Mingrui Zhang1, Wei Zhang, Hugues Sicotte

  • 1Computer Science Department, Winona State University, MN 55987, USA. mzhang@winona.edu

Annual International Conference of the IEEE Engineering in Medicine and Biology Society. IEEE Engineering in Medicine and Biology Society. Annual International Conference
|December 8, 2009
PubMed
Summary
This summary is machine-generated.

Assessing cluster quality in unsupervised learning is difficult.

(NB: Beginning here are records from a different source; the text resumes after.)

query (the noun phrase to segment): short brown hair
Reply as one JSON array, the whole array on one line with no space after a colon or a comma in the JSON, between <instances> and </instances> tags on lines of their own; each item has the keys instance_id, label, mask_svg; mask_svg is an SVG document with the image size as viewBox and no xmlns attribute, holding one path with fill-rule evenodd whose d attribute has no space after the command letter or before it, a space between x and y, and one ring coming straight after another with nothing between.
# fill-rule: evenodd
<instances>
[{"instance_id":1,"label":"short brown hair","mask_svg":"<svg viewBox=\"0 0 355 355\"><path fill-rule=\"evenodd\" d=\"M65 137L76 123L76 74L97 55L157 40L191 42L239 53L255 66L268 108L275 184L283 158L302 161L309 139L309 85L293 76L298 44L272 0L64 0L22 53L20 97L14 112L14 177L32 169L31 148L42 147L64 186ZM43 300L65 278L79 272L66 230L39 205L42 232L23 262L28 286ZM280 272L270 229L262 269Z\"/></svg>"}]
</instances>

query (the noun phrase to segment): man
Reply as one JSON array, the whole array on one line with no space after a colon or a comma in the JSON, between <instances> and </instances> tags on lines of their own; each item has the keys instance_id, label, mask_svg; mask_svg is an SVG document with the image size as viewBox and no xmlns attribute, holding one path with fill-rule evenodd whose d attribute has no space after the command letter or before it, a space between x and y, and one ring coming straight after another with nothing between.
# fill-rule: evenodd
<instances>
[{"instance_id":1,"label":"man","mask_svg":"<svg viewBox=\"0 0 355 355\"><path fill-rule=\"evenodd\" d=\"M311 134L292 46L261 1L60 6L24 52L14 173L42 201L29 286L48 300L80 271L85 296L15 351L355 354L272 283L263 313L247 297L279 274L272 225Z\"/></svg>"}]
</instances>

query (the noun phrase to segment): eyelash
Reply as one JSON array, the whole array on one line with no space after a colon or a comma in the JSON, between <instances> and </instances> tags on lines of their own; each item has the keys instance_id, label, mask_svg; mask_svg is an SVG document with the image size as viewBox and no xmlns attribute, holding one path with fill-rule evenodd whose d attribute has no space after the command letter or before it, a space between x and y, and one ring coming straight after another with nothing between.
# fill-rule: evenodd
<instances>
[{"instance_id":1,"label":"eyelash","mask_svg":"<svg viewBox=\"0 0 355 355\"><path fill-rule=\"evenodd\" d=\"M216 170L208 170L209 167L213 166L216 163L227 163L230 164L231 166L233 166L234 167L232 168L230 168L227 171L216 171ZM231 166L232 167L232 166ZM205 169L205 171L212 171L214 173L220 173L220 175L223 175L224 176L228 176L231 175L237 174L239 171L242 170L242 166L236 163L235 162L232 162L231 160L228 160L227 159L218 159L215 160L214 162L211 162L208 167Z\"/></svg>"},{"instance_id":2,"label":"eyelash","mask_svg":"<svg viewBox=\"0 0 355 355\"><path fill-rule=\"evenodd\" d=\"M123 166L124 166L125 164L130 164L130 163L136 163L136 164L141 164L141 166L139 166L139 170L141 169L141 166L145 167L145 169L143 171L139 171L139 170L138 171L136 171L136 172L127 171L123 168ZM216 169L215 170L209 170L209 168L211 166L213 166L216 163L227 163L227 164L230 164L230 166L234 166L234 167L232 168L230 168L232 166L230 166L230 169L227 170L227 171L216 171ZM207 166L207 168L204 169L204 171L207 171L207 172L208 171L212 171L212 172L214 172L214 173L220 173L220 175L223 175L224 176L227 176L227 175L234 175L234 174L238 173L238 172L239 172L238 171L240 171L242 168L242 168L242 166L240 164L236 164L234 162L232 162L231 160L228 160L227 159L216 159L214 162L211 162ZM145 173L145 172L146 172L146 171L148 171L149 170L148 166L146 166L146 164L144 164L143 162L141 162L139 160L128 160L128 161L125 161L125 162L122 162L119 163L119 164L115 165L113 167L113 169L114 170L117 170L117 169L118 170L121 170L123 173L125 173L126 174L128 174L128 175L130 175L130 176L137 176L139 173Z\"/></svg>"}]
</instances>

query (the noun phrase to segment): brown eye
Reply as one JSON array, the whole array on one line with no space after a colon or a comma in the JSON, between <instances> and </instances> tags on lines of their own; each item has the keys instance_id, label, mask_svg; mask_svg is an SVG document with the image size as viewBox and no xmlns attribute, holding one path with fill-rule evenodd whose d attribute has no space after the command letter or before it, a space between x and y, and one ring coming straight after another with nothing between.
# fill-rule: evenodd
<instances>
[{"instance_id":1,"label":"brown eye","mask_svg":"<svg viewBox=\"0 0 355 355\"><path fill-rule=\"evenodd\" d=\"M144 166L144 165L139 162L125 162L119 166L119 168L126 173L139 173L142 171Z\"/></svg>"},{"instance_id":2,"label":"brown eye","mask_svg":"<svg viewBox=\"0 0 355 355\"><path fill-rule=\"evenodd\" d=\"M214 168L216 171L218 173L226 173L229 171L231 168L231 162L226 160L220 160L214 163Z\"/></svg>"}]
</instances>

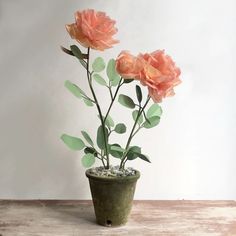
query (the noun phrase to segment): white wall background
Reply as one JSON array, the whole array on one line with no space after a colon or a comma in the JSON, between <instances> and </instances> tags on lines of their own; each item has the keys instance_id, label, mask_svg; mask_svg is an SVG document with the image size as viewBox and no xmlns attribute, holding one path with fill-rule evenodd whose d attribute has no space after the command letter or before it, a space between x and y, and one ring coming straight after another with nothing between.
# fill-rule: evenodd
<instances>
[{"instance_id":1,"label":"white wall background","mask_svg":"<svg viewBox=\"0 0 236 236\"><path fill-rule=\"evenodd\" d=\"M152 160L130 163L142 172L136 199L235 199L234 0L1 0L0 198L90 198L81 153L59 139L96 133L95 108L63 85L87 89L84 71L59 49L74 43L64 25L86 8L117 20L120 44L104 58L166 49L182 69L159 127L134 140ZM113 117L131 124L129 112L117 105Z\"/></svg>"}]
</instances>

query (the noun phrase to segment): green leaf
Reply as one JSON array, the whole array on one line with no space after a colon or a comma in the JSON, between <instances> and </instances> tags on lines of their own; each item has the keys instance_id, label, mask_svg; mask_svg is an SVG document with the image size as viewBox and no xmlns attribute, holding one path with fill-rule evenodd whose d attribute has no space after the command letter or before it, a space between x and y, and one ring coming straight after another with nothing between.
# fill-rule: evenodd
<instances>
[{"instance_id":1,"label":"green leaf","mask_svg":"<svg viewBox=\"0 0 236 236\"><path fill-rule=\"evenodd\" d=\"M83 54L80 49L76 45L71 45L70 49L75 57L77 57L81 63L81 65L87 69L87 63L83 60Z\"/></svg>"},{"instance_id":2,"label":"green leaf","mask_svg":"<svg viewBox=\"0 0 236 236\"><path fill-rule=\"evenodd\" d=\"M107 86L107 82L99 74L93 74L93 79L100 85Z\"/></svg>"},{"instance_id":3,"label":"green leaf","mask_svg":"<svg viewBox=\"0 0 236 236\"><path fill-rule=\"evenodd\" d=\"M81 150L85 147L82 139L63 134L62 141L72 150Z\"/></svg>"},{"instance_id":4,"label":"green leaf","mask_svg":"<svg viewBox=\"0 0 236 236\"><path fill-rule=\"evenodd\" d=\"M135 103L132 100L132 98L124 94L119 95L118 102L125 107L131 108L131 109L135 108Z\"/></svg>"},{"instance_id":5,"label":"green leaf","mask_svg":"<svg viewBox=\"0 0 236 236\"><path fill-rule=\"evenodd\" d=\"M123 134L123 133L126 132L126 126L123 123L119 123L119 124L116 125L114 130L118 134Z\"/></svg>"},{"instance_id":6,"label":"green leaf","mask_svg":"<svg viewBox=\"0 0 236 236\"><path fill-rule=\"evenodd\" d=\"M129 148L127 153L127 159L128 160L134 160L138 157L138 154L141 153L141 148L138 146L132 146Z\"/></svg>"},{"instance_id":7,"label":"green leaf","mask_svg":"<svg viewBox=\"0 0 236 236\"><path fill-rule=\"evenodd\" d=\"M160 117L159 116L152 116L152 117L148 118L148 121L146 120L143 123L143 127L145 127L146 129L150 129L150 128L153 128L154 126L158 125L160 122Z\"/></svg>"},{"instance_id":8,"label":"green leaf","mask_svg":"<svg viewBox=\"0 0 236 236\"><path fill-rule=\"evenodd\" d=\"M132 112L132 117L133 117L133 120L136 121L137 119L137 116L138 116L138 113L139 111L138 110L134 110ZM138 124L141 125L143 123L143 114L141 114L138 118Z\"/></svg>"},{"instance_id":9,"label":"green leaf","mask_svg":"<svg viewBox=\"0 0 236 236\"><path fill-rule=\"evenodd\" d=\"M89 168L95 163L95 156L91 153L87 153L82 157L81 161L85 168Z\"/></svg>"},{"instance_id":10,"label":"green leaf","mask_svg":"<svg viewBox=\"0 0 236 236\"><path fill-rule=\"evenodd\" d=\"M129 84L129 83L131 83L133 81L134 81L134 79L124 79L124 83L125 84Z\"/></svg>"},{"instance_id":11,"label":"green leaf","mask_svg":"<svg viewBox=\"0 0 236 236\"><path fill-rule=\"evenodd\" d=\"M112 86L117 86L120 82L120 76L116 71L116 61L114 59L110 59L107 65L107 77L109 78Z\"/></svg>"},{"instance_id":12,"label":"green leaf","mask_svg":"<svg viewBox=\"0 0 236 236\"><path fill-rule=\"evenodd\" d=\"M111 145L110 150L116 151L116 152L121 152L121 153L123 153L125 151L125 149L120 147L119 145Z\"/></svg>"},{"instance_id":13,"label":"green leaf","mask_svg":"<svg viewBox=\"0 0 236 236\"><path fill-rule=\"evenodd\" d=\"M147 161L149 163L151 163L151 161L149 160L149 157L147 155L144 155L142 153L136 153L138 155L138 157L144 161Z\"/></svg>"},{"instance_id":14,"label":"green leaf","mask_svg":"<svg viewBox=\"0 0 236 236\"><path fill-rule=\"evenodd\" d=\"M114 127L115 123L113 121L113 119L111 118L110 115L107 116L105 124L110 128L110 127Z\"/></svg>"},{"instance_id":15,"label":"green leaf","mask_svg":"<svg viewBox=\"0 0 236 236\"><path fill-rule=\"evenodd\" d=\"M136 95L137 95L138 102L141 103L143 99L143 95L142 95L142 90L140 86L138 85L136 85Z\"/></svg>"},{"instance_id":16,"label":"green leaf","mask_svg":"<svg viewBox=\"0 0 236 236\"><path fill-rule=\"evenodd\" d=\"M92 148L92 147L86 147L84 149L84 153L87 154L87 153L91 153L93 154L95 157L97 156L97 151L95 150L95 148Z\"/></svg>"},{"instance_id":17,"label":"green leaf","mask_svg":"<svg viewBox=\"0 0 236 236\"><path fill-rule=\"evenodd\" d=\"M84 91L80 89L77 85L71 83L69 80L65 81L65 87L73 93L77 98L82 98L85 95Z\"/></svg>"},{"instance_id":18,"label":"green leaf","mask_svg":"<svg viewBox=\"0 0 236 236\"><path fill-rule=\"evenodd\" d=\"M162 114L162 109L161 107L157 104L154 103L150 106L150 108L147 111L147 118L150 118L152 116L161 116Z\"/></svg>"},{"instance_id":19,"label":"green leaf","mask_svg":"<svg viewBox=\"0 0 236 236\"><path fill-rule=\"evenodd\" d=\"M85 131L81 131L84 139L88 142L88 144L90 144L91 146L93 146L93 141L92 139L90 138L89 134Z\"/></svg>"},{"instance_id":20,"label":"green leaf","mask_svg":"<svg viewBox=\"0 0 236 236\"><path fill-rule=\"evenodd\" d=\"M92 106L93 106L93 103L92 103L89 99L84 98L83 100L84 100L84 103L85 103L87 106L89 106L89 107L92 107Z\"/></svg>"},{"instance_id":21,"label":"green leaf","mask_svg":"<svg viewBox=\"0 0 236 236\"><path fill-rule=\"evenodd\" d=\"M106 64L101 57L97 57L92 64L92 68L95 72L101 72L105 69L105 67Z\"/></svg>"},{"instance_id":22,"label":"green leaf","mask_svg":"<svg viewBox=\"0 0 236 236\"><path fill-rule=\"evenodd\" d=\"M102 126L98 127L97 130L97 145L100 149L105 149L105 141L107 142L108 138L108 130L105 128L105 139L104 139L104 132Z\"/></svg>"},{"instance_id":23,"label":"green leaf","mask_svg":"<svg viewBox=\"0 0 236 236\"><path fill-rule=\"evenodd\" d=\"M118 148L118 149L116 149ZM109 145L109 153L116 158L122 158L123 156L123 152L125 150L123 148L121 148L121 146L117 143L111 144Z\"/></svg>"}]
</instances>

This study introduces a new fuzzy clustering validity measure using Pearson correlation, improving consistency across microarray datasets.

Related Experiment Videos

Area of Science:

  • Computational Biology
  • Data Science
  • Bioinformatics

Background:

  • Unsupervised clustering is vital for analyzing complex datasets like microarrays.
  • Evaluating the quality of clusters formed by clustering algorithms remains a significant challenge.
  • Existing validity measures for fuzzy clustering may lack consistency across different data types.

Purpose of the Study:

  • To address the challenge of assessing cluster quality in unsupervised clustering.
  • To develop and evaluate a novel validity measure for fuzzy c-means algorithms.
  • To improve the reliability of cluster quality assessment in biological data analysis.

Main Methods:

  • Developed a new fuzzy clustering validity measure incorporating Pearson correlation into distance metrics.
  • Designed the measure based on within-cluster sum of squares and fuzzy membership values.
  • Evaluated the new measure against existing fuzzy partition coefficient and fuzzy validity index.

Main Results:

  • The novel validity measure demonstrated consistent performance across six diverse microarray datasets.
  • The proposed measure showed improved or comparable results to existing indices.
  • The measure effectively assesses the validity of fuzzy clusters generated by correlation-based fuzzy c-means.

Conclusions:

  • The newly developed validity measure offers a reliable approach for assessing fuzzy cluster quality.
  • This measure is particularly useful for correlation-based fuzzy c-means algorithms.
  • Consistent performance across microarray data suggests broad applicability in bioinformatics.